Легальная русская пресса, переполненная статьями, письмами и заметками по поводу юбилея 80-летия Толстого, всего меньше интересуется анализом его произведений с точки зрения характера русской революции и движущих сил ее. Вся эта пресса до тошноты переполнена лицемерием, лицемерием двоякого рода: казенным и либеральным. Первое есть грубое лицемерие продажных писак, которым вчера было велено травить Л. Толстого, а сегодня — отыскивать в нем патриотизм и постараться' соблюсти приличия перед Европой. Что писакам этого рода заплачено за их писания, это всем известно, и никого обмануть они не в состоянии. Гораздо более утонченно и потому гораздо более вредно и опасно лицемерие либеральное. Послушать кадетских балалайкиных из «Речи»— сочувствие их Толстому самое полное и самое горячее. На деле, рассчитанная декламация и напыщенные фразы о «великом богоискателе»— одна сплошная фальшь, ибо русский либерал ни в толстовского бога не верит, ни толстовской критике существующего строя не сочувствует. Он примазывается к популярному имени, чтобы приумножить свой политический капиталец, чтобы разыграть роль вождя общенациональной оппозиции, он старается громом и треском фраз заглушить потребность прямого и ясного ответа на вопрос: чем вызываются кричащие противоречия «толстовщины», какие недостатки и слабости нашей революции они выражают?

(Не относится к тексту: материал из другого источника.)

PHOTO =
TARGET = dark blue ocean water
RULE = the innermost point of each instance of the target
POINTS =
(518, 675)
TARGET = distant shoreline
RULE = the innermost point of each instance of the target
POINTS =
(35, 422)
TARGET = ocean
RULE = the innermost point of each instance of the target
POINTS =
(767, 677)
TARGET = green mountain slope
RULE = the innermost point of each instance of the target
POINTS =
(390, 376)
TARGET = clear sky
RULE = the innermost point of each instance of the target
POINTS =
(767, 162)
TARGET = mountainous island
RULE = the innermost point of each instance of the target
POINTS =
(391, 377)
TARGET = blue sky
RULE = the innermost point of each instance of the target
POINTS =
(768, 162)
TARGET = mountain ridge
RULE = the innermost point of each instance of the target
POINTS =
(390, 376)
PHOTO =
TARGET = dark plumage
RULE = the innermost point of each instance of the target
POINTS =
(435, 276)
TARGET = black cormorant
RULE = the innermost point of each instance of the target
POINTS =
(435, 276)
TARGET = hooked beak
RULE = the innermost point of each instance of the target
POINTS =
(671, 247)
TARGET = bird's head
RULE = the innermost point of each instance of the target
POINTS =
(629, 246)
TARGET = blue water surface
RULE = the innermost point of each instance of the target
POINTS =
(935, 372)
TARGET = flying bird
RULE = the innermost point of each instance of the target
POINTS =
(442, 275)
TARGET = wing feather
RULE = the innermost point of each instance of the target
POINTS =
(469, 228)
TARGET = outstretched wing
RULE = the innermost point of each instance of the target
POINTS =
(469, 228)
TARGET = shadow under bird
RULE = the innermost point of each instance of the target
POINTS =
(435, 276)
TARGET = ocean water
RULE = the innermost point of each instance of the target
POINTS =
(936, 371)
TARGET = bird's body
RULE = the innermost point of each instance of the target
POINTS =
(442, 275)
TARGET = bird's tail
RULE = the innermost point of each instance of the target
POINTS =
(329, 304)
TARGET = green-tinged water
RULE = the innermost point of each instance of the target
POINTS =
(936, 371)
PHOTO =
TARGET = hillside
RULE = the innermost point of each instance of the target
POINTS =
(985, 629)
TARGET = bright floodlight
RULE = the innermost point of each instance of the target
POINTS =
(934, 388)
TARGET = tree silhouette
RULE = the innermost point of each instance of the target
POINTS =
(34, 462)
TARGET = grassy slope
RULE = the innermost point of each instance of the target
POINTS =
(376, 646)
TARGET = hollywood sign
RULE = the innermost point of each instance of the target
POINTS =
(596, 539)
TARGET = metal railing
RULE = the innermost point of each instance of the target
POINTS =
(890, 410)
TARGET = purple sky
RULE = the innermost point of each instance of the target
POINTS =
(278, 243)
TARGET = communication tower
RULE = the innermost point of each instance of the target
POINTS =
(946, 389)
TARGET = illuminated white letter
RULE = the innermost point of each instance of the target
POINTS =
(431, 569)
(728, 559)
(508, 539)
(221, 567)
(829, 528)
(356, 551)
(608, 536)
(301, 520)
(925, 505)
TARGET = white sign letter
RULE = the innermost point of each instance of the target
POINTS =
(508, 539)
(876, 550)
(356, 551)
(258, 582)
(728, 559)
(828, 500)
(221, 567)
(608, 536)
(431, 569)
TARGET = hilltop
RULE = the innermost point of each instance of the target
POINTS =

Противоречия в произведениях, взглядах, учениях, в школе Толстого — действительно кричащие. С одной стороны, гениальный художник, давший не только несравненные картины русской жизни, но и первоклассные произведения мировой литературы. С другой стороны — помещик, юродствующий во Христе. С одной стороны, замечательно сильный, непосредственный и искренний протест против общественной лжи и фальши,— с другой стороны, «толстовец», т. е. истасканный, истеричный хлюпик, называемый русским интеллигентом, который, публично бия себя в грудь, говорит: «я скверный, я гадкий, но я занимаюсь нравственным самоусовершенствованием; я не кушаю больше мяса и питаюсь теперь рисовыми котлетками». С одной стороны, беспощадная критика капиталистической эксплуатации, разоблачение правительственных насилий, комедии суда и государственного управления, вскрытие всей глубины противоречий между ростом богатства и завоеваниями цивилизации и ростом нищеты, одичалости и мучений рабочих масс, с другой стороны,— юродивая проповедь «непротивления злу» насилием. С одной стороны, самый трезвый реализм, срывание всех и всяческих масок; — с другой стороны, проповедь одной из самых гнусных вещей, какие только есть на свете, именно: религии, стремление поставить на место попов по казенной должности, попов по нравственному убеждению, т. е. культивирование самой утонченной и потому особенно омерзительной поповщины. Поистине:

Ты и убогая, ты и обильная, Ты и могучая, ты и бессильная — Матушка Русь!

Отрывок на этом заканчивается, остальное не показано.